2.3 Mortality, reproduction, dispersal
Besides lethality, we considered also natural and hunting mortality rates. For natural mortality we applied a 0.18 annual rate to juveniles and 0.12 to the other two age classes (Toïgo et al., 2008). Individuals who died of natural causes were transferred directly to the “non-infectious carcass” compartment of the model. Hunting rate in the post-recruited population was initially set at 0.3 for all age classes. Then, to test for the effect of an increased hunting pressure on virus persistence probability, we also ran additional scenarios in which hunting pressure ranged from 0.4 to 0.6.

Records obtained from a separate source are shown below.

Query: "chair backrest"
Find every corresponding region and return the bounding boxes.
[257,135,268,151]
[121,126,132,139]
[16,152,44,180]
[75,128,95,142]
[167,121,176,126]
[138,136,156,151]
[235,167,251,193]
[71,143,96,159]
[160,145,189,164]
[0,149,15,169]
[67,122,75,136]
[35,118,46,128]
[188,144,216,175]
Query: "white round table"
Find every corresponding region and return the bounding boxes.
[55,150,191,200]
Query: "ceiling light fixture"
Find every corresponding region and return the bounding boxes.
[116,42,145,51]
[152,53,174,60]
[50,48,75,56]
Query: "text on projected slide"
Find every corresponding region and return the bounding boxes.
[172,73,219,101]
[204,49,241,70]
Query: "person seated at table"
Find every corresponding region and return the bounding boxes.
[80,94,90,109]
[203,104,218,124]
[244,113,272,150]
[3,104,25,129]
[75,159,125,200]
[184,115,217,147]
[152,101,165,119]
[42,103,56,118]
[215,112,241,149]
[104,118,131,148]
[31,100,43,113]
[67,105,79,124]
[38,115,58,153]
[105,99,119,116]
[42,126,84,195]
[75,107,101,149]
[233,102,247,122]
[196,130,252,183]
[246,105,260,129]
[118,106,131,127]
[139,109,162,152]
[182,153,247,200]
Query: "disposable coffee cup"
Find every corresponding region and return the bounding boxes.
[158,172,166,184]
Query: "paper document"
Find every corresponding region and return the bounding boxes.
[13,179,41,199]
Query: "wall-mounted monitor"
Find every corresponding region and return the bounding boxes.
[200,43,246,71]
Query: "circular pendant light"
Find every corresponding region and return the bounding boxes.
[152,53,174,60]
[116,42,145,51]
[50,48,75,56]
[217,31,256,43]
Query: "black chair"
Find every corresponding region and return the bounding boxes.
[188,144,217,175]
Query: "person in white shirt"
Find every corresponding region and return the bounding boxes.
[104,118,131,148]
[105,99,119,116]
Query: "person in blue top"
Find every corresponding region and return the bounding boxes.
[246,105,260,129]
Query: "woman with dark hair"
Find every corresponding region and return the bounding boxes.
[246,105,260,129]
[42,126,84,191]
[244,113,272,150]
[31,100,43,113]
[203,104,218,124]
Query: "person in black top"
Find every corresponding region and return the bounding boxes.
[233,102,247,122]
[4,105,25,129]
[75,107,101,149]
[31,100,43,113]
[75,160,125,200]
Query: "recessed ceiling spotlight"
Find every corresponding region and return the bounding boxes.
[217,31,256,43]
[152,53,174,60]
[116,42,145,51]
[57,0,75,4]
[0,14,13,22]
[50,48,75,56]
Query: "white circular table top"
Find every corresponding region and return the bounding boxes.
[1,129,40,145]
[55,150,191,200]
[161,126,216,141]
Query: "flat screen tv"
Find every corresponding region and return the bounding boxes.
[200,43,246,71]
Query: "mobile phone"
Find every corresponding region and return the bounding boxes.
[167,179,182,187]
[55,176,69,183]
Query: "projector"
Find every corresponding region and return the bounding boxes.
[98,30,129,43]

At the beginning of each year, each female wild boar was assigned a reproductive state, controlled by an age and density-dependent reproduction probability. All reproductive females were assigned a delivery reproduction day, ranging from 1 to 60, to allow for a uniform distribution of births during the birth season. Litter size was set to 4 for juveniles, 5 for yearlings, 6 for adults (Bieber and Ruf, 2005). Then, in the assigned day, they gave birth to the age-specific number of piglets with a 50:50 sex ratio. The piglets coordinates initially corresponded to those of their mother.

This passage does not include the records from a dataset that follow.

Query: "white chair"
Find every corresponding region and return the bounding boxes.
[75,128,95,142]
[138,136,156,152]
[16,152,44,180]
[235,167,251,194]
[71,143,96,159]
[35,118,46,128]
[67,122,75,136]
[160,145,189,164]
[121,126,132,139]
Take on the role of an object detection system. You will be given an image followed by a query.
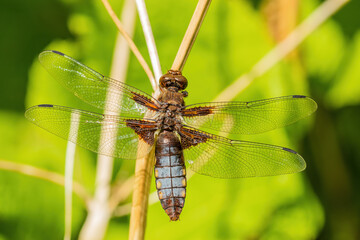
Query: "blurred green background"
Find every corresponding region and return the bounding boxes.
[0,0,360,240]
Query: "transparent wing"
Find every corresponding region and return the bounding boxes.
[25,105,157,159]
[182,95,317,134]
[39,51,159,117]
[179,125,306,178]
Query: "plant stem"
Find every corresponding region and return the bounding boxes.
[171,0,211,71]
[135,0,162,85]
[0,160,90,204]
[214,0,349,102]
[101,0,157,89]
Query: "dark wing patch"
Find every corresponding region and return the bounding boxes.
[178,127,211,149]
[39,51,159,118]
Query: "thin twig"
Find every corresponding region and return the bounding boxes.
[79,0,136,240]
[128,0,162,239]
[171,0,211,71]
[136,0,162,85]
[109,176,135,212]
[0,160,91,207]
[64,114,79,240]
[214,0,349,101]
[101,0,157,89]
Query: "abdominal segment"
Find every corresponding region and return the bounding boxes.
[154,131,186,221]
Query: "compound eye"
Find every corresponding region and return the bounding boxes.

At the beginning of the dispersal season, all yearling individuals were assigned a dispersal state, generated through a sex-specific dispersal probability (0.7 for males, 0.4 for females; Truvé et al., 2004), a dispersal starting day, ranging from 1 to 40, and a dispersal duration ranging from 1 to 14 days for males, from 1 to 7 days for females (Truvé et al. 2004). Then, each day and for the entire duration of the dispersal season, each dispersing individual moved from its current cell to the neighbouring cell with the lowest wild boar density, thus mimicking the effort by dispersing animals to avoid intra-specific competition for resources. All model parameters are summarized in Tab. 1.